The improving national economy has likely helped a number of small business owners improve their outlooks in recent months, and that in turn seems to have led to yet another uptick in hiring by these companies last month.
The total number of new jobs added just by small businesses in June came to 25,000, bringing the total number of new positions in the sector to 405,000 since March 2010, according to the latest Small Business Employment and Revenue Indices from Intuit. In all, that brought employment up 0.12 percent for June, and to an annualized rate of 1.4 percent growth among the roughly 196,000 small businesses surveyed.
However, these improvements were not necessarily reflected in increased revenues, the report said. In fact, there was a decline in this factor of roughly 0.4 percent in May, the latest month examined, though it should be noted that during this time, the construction sector saw revenues climb 0.6 percent.

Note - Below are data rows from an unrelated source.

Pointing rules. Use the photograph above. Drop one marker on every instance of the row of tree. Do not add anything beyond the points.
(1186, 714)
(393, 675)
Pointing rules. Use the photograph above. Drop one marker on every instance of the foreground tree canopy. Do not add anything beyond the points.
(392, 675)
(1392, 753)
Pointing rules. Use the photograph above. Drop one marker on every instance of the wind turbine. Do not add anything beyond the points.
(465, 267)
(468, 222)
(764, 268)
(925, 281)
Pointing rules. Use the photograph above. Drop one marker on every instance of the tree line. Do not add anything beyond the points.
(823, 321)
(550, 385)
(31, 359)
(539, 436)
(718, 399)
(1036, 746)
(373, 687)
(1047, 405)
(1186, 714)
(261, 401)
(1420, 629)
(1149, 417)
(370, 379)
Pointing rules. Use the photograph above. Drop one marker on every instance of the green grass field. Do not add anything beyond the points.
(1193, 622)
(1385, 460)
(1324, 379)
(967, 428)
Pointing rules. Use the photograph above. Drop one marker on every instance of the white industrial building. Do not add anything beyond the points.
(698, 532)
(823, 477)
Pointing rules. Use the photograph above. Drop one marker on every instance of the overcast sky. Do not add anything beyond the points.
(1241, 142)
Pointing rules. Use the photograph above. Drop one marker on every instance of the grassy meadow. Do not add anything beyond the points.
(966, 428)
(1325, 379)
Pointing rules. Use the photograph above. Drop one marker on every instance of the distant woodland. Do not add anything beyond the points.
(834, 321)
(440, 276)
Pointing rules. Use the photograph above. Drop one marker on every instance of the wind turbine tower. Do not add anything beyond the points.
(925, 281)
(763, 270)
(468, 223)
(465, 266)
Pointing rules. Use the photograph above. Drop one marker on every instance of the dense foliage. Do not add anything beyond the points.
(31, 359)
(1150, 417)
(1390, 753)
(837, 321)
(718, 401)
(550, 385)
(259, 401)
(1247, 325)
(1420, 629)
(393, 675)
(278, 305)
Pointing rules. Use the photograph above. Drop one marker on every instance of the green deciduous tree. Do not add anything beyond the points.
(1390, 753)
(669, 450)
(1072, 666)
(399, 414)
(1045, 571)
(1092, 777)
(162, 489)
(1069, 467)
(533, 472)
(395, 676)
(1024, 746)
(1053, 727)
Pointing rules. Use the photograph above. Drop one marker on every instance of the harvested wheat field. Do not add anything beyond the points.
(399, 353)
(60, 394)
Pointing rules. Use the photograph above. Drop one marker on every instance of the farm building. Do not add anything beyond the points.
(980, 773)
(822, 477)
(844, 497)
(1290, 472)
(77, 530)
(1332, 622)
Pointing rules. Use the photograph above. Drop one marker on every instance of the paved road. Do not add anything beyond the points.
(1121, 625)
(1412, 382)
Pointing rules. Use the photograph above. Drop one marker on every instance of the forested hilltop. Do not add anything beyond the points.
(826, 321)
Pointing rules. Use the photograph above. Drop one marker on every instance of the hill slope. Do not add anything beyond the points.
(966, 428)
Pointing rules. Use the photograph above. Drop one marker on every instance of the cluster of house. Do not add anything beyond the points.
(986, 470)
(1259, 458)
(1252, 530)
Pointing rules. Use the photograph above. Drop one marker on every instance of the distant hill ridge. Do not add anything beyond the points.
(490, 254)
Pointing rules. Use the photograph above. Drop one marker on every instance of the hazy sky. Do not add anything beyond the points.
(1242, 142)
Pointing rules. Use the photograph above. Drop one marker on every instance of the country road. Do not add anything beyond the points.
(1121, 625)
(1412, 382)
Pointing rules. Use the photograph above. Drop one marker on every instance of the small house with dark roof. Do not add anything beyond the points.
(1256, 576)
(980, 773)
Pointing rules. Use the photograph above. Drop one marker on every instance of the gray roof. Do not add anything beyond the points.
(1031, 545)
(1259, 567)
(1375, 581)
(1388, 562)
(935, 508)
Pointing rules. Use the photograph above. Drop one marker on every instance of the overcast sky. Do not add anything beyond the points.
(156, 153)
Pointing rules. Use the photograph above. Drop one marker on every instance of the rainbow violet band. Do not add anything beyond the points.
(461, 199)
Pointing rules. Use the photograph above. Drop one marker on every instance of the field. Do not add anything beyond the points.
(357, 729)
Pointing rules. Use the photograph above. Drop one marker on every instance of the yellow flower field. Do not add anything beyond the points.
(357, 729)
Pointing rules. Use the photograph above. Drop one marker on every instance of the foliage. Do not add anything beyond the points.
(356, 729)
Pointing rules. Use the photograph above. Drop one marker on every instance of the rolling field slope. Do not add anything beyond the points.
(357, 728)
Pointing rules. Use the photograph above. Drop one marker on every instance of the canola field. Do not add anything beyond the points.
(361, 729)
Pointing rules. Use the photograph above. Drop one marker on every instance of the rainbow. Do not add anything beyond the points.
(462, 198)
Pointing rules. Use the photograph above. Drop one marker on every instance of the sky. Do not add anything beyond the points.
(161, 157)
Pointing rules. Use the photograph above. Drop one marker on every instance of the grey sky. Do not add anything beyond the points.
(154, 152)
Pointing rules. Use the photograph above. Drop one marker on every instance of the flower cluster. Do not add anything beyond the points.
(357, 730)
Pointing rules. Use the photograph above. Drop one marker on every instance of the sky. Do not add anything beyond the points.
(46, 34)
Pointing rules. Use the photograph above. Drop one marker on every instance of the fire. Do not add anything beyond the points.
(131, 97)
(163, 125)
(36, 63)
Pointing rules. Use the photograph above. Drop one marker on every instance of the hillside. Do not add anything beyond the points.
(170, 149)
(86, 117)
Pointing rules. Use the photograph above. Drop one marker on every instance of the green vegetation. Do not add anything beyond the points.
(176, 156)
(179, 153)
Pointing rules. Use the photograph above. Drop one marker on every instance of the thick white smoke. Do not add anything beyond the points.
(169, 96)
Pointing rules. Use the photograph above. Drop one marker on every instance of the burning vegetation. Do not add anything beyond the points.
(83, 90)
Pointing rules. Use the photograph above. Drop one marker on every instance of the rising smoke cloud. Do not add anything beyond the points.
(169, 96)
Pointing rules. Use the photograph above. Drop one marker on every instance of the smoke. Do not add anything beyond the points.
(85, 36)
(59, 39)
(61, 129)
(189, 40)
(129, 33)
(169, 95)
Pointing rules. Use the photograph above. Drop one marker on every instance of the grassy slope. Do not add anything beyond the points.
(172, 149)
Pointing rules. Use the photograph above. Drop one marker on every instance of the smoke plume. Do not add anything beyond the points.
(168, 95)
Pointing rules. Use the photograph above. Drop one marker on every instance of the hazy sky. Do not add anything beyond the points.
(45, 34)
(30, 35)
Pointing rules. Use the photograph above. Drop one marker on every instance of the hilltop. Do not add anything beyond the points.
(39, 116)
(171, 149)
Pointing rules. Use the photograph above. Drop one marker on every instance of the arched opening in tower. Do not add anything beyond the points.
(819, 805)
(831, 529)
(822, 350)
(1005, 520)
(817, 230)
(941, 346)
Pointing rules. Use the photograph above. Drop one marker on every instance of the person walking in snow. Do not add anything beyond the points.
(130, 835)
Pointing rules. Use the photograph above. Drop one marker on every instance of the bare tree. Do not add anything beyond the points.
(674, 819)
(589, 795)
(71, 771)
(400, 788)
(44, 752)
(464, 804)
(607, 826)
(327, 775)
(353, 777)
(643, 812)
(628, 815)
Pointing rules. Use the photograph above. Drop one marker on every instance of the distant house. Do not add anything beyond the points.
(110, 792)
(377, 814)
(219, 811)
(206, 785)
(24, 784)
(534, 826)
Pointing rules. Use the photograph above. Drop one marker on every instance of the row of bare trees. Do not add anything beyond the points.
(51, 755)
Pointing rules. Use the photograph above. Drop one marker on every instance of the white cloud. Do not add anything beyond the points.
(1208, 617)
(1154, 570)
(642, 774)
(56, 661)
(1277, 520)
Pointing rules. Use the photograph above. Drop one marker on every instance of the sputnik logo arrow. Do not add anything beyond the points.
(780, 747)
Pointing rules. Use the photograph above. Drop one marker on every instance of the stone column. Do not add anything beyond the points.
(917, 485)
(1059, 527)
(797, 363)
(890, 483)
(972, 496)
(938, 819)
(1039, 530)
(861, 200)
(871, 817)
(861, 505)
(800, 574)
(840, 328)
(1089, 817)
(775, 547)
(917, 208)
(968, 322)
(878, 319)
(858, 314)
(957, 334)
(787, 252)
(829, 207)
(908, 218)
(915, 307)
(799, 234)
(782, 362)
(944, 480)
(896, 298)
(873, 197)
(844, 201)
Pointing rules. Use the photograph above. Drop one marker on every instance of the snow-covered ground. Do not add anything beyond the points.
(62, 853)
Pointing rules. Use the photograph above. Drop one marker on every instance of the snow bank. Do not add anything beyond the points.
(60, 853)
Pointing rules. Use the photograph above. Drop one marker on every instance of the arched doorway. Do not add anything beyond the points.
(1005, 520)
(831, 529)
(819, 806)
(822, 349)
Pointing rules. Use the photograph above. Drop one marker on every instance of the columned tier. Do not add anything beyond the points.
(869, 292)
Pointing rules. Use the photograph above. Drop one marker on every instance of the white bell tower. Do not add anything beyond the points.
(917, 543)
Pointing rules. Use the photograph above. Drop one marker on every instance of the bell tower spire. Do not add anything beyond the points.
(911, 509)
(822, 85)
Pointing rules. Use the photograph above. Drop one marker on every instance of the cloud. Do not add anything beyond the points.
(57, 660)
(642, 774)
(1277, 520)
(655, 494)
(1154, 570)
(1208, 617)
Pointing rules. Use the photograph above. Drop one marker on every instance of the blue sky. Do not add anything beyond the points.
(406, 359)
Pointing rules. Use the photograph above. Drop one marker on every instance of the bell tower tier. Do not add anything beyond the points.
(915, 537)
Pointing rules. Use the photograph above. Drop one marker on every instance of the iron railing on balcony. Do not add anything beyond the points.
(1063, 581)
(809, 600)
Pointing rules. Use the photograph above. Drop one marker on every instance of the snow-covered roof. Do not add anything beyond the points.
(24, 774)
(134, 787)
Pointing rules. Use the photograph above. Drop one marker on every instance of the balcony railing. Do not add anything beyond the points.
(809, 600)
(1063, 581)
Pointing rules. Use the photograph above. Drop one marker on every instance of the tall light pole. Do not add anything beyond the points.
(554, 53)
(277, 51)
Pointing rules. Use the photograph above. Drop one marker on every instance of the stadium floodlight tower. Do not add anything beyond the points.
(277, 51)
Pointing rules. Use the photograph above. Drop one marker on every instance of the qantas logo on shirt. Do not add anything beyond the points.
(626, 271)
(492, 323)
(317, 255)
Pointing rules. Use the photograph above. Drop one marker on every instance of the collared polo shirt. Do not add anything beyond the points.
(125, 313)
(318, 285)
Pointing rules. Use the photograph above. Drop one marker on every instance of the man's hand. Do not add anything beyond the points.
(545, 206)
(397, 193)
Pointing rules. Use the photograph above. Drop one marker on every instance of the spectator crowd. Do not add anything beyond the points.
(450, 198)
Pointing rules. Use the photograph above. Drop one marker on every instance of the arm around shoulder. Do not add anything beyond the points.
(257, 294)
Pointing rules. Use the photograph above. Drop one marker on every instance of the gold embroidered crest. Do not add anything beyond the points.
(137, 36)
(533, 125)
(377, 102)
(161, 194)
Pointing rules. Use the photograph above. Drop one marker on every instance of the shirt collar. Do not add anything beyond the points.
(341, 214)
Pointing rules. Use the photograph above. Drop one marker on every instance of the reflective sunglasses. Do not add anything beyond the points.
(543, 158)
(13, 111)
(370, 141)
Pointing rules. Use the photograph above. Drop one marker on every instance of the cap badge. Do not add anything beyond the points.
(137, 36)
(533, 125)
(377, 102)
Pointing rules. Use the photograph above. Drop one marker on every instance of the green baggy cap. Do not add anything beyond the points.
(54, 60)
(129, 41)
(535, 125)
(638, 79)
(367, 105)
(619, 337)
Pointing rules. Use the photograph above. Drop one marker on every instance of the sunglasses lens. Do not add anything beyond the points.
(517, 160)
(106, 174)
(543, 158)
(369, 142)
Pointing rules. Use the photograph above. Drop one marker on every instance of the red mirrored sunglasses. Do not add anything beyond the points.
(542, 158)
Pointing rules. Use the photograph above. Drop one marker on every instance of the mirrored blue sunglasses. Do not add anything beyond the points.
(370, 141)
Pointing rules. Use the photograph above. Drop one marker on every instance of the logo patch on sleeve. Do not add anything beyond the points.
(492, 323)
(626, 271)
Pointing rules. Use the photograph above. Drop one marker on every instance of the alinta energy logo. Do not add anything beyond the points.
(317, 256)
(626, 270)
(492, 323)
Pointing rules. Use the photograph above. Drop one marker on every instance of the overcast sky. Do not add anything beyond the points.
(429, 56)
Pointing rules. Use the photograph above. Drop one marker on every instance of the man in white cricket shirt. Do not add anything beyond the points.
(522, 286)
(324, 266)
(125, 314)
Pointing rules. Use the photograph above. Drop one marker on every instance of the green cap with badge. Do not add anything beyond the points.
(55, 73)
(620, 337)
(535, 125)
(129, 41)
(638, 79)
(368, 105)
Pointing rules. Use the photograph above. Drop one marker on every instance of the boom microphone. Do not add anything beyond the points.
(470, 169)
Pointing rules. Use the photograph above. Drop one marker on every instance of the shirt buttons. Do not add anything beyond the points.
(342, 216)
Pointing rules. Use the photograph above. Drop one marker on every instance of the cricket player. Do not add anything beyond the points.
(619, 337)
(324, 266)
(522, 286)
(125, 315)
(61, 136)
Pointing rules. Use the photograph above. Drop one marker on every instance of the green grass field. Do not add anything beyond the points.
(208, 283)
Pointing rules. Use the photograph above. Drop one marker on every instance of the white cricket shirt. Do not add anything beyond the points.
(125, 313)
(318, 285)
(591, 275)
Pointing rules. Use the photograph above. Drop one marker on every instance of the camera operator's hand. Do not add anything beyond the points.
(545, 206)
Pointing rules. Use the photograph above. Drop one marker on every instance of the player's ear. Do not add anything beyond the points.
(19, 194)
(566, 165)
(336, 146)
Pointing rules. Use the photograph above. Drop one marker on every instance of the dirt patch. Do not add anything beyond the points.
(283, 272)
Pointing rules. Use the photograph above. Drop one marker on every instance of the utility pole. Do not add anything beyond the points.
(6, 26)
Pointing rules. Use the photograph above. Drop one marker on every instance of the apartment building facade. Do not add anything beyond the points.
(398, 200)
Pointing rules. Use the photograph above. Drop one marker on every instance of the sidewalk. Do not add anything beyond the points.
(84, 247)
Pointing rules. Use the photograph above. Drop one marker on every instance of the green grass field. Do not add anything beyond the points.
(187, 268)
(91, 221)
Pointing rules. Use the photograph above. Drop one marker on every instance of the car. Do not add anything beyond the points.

“The gains in small business employment this month are not as large as last month,” said Susan Woodward, the economist who worked with Intuit to create the indexes. “However this month’s employment gains, paired with the upward revisions for the previous several months, add up to the biggest gains we have seen in small business employment since the recovery began. While overall revenues continued to decline, the construction sector remained stronger and continues to see year-over-year revenue growth at 7.3 percent. Despite these declines, per-business revenue across all industries remains at or above pre-recession levels.”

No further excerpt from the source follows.